Mehr Masernfälle in NRW : Gesundheitsämter in Köln und Leverkusen wollen Impflücken schließen

Die Zahl der Masernfälle in Nordrhein-Westfalen steigt weiter. In Köln sind es inzwischen 106. Die Gesundheitsämter raten auch Erwachsenen, ihren Impfschutz zu überprüfen.

Ende April waren es in Köln noch knapp 50 Erkrankungen. Im gleichen Zeitraum des Vorjahres habe es insgesamt nur neun Fälle gegeben. Insbesondere Erwachsene erkrankten vermehrt an Masern, doch auch Kinder seien betroffen.

Die Altersspanne reiche von sechs Monaten bis 62 Jahren. Das Gesundheitsamt ruft Kölner dazu auf, fehlende Impfungen nachzuholen.

In Leverkusen selbst gibt es diese Entwicklung laut Gesundheitsamt noch nicht.
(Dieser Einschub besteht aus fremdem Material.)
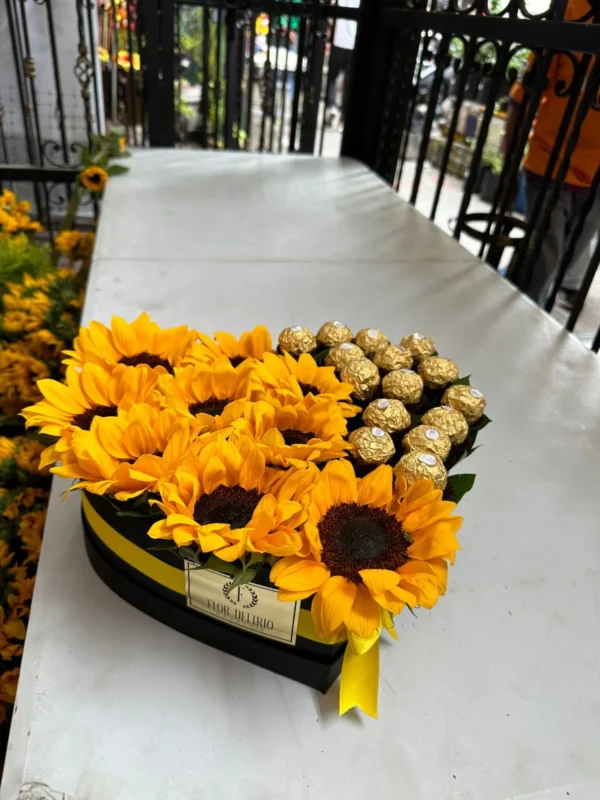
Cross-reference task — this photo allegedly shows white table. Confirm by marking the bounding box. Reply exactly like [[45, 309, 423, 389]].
[[0, 151, 600, 800]]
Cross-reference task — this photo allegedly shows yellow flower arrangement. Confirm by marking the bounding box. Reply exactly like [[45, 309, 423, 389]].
[[0, 189, 43, 235], [271, 461, 462, 639], [65, 314, 195, 372], [79, 164, 108, 194], [23, 316, 486, 715], [186, 325, 273, 367], [148, 436, 316, 561]]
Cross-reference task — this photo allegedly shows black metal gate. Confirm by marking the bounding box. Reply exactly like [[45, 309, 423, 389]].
[[142, 0, 358, 153]]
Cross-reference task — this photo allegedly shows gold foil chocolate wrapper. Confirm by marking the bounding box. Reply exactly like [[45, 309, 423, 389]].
[[442, 386, 485, 425], [381, 369, 423, 406], [373, 344, 414, 372], [317, 319, 352, 347], [417, 356, 458, 389], [325, 342, 365, 369], [355, 328, 389, 358], [421, 406, 469, 444], [363, 397, 411, 433], [340, 358, 380, 400], [400, 333, 435, 361], [402, 425, 452, 461], [394, 450, 448, 489], [279, 325, 317, 356], [348, 425, 396, 465]]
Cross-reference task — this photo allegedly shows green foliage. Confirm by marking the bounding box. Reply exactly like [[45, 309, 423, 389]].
[[448, 473, 475, 503], [0, 237, 53, 294]]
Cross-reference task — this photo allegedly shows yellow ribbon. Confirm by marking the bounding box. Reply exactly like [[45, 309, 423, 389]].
[[81, 494, 380, 718]]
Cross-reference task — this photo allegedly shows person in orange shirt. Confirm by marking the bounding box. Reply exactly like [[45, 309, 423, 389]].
[[504, 0, 600, 307]]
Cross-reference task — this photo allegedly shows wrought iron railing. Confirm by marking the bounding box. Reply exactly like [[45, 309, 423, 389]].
[[142, 0, 359, 154], [343, 0, 600, 351]]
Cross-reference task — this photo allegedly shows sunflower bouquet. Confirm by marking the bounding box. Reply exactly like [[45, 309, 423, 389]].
[[23, 314, 489, 716]]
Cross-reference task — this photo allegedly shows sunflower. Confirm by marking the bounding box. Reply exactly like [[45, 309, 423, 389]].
[[159, 356, 264, 432], [149, 436, 317, 562], [271, 461, 462, 644], [15, 436, 47, 475], [186, 325, 273, 367], [79, 164, 108, 192], [52, 403, 195, 500], [22, 364, 158, 454], [235, 397, 348, 467], [256, 353, 360, 417], [60, 313, 196, 373], [0, 436, 17, 461]]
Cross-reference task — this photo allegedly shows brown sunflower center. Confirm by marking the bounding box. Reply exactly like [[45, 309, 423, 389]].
[[281, 428, 315, 444], [299, 383, 321, 394], [188, 397, 229, 417], [194, 486, 262, 528], [119, 352, 173, 375], [319, 503, 410, 583], [73, 406, 117, 431]]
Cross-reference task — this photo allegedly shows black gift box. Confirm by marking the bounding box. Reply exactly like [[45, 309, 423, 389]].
[[82, 492, 345, 692]]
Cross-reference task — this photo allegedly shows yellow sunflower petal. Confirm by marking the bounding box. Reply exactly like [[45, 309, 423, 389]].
[[358, 464, 394, 508], [402, 500, 456, 533], [311, 575, 357, 638], [271, 556, 330, 597], [215, 331, 238, 358], [344, 586, 379, 639], [360, 569, 417, 614], [321, 459, 358, 505]]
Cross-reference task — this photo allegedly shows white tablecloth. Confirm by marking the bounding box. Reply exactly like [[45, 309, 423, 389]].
[[0, 150, 600, 800]]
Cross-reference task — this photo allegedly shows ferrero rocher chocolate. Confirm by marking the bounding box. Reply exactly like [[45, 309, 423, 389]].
[[340, 358, 380, 400], [402, 425, 452, 461], [317, 319, 352, 347], [279, 325, 317, 356], [442, 386, 485, 425], [400, 333, 435, 361], [373, 344, 413, 372], [325, 342, 365, 369], [348, 426, 396, 464], [417, 356, 458, 389], [363, 397, 411, 433], [421, 406, 469, 445], [354, 328, 389, 358], [381, 369, 423, 406], [394, 450, 448, 489]]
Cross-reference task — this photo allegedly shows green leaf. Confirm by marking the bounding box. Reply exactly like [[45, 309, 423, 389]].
[[315, 347, 331, 367], [106, 164, 129, 178], [448, 472, 475, 503], [475, 414, 492, 433], [229, 554, 262, 590]]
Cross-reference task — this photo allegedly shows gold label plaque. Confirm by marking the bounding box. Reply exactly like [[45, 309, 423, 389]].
[[185, 561, 300, 646]]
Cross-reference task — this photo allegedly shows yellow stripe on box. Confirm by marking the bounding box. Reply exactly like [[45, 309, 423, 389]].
[[81, 495, 185, 596], [81, 495, 379, 718]]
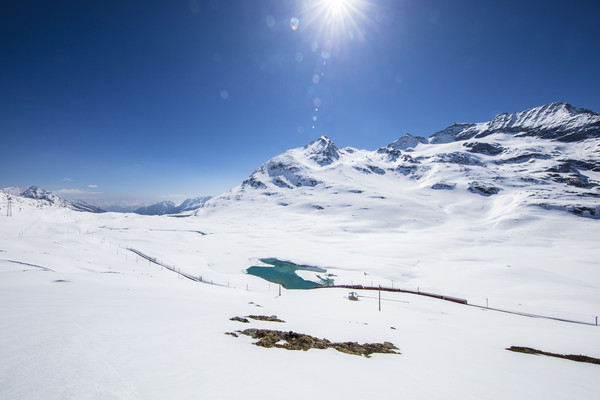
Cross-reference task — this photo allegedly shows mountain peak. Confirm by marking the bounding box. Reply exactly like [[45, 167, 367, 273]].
[[387, 133, 427, 150], [303, 136, 340, 167], [488, 102, 600, 142]]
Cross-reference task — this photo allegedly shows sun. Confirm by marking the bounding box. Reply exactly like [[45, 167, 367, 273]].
[[302, 0, 370, 51]]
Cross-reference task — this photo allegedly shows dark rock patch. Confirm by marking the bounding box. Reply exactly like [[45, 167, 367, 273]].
[[229, 317, 250, 324], [463, 142, 504, 156], [506, 346, 600, 364], [431, 182, 456, 190], [469, 182, 502, 196], [247, 315, 285, 322], [233, 329, 400, 358]]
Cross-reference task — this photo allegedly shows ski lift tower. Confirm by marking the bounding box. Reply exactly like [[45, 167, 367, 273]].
[[6, 196, 12, 217]]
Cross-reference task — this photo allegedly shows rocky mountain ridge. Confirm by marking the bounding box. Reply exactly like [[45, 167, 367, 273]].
[[205, 103, 600, 218]]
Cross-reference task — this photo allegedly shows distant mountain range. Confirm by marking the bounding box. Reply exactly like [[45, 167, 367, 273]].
[[3, 186, 210, 215], [203, 103, 600, 218], [133, 196, 211, 215], [4, 103, 600, 221], [3, 186, 105, 213]]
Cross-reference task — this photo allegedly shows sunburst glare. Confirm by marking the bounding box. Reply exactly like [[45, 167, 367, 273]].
[[302, 0, 373, 51]]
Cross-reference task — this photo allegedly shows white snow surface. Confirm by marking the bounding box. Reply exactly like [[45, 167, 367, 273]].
[[0, 104, 600, 400]]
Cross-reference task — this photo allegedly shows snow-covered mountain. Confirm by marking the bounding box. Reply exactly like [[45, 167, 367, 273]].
[[133, 196, 211, 215], [134, 200, 175, 215], [205, 103, 600, 218], [3, 186, 105, 213]]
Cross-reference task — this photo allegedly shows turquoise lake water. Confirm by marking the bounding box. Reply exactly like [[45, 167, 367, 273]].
[[246, 258, 333, 289]]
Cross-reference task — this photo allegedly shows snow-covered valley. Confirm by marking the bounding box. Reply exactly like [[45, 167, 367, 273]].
[[0, 103, 600, 399]]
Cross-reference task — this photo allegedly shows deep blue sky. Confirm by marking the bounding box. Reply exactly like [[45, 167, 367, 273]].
[[0, 0, 600, 202]]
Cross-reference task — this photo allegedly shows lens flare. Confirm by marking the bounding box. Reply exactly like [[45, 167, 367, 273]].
[[302, 0, 374, 52], [290, 17, 300, 31]]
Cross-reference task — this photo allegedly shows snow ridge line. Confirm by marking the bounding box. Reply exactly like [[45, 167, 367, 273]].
[[314, 285, 598, 326], [126, 246, 229, 287], [0, 259, 56, 272]]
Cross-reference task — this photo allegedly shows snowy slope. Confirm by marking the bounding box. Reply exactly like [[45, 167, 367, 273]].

Allerdings sollten auch hier Erwachsene ihren Impfschutz überprüfen und unter Umständen nachholen.

Masern gehen zunächst mit grippeähnlichen Symptomen wie Fieber und Husten und später einem charakteristischen Hautausschlag einher.

Masern sind keine harmlose Kinderkrankheit, sondern können laut Leverkusener Gesundheitsamt schwerwiegende Komplikationen hervorrufen. Auch Erwachsene können betroffen sein. Eine Impfung kann auch im Erwachsenenalter erfolgen.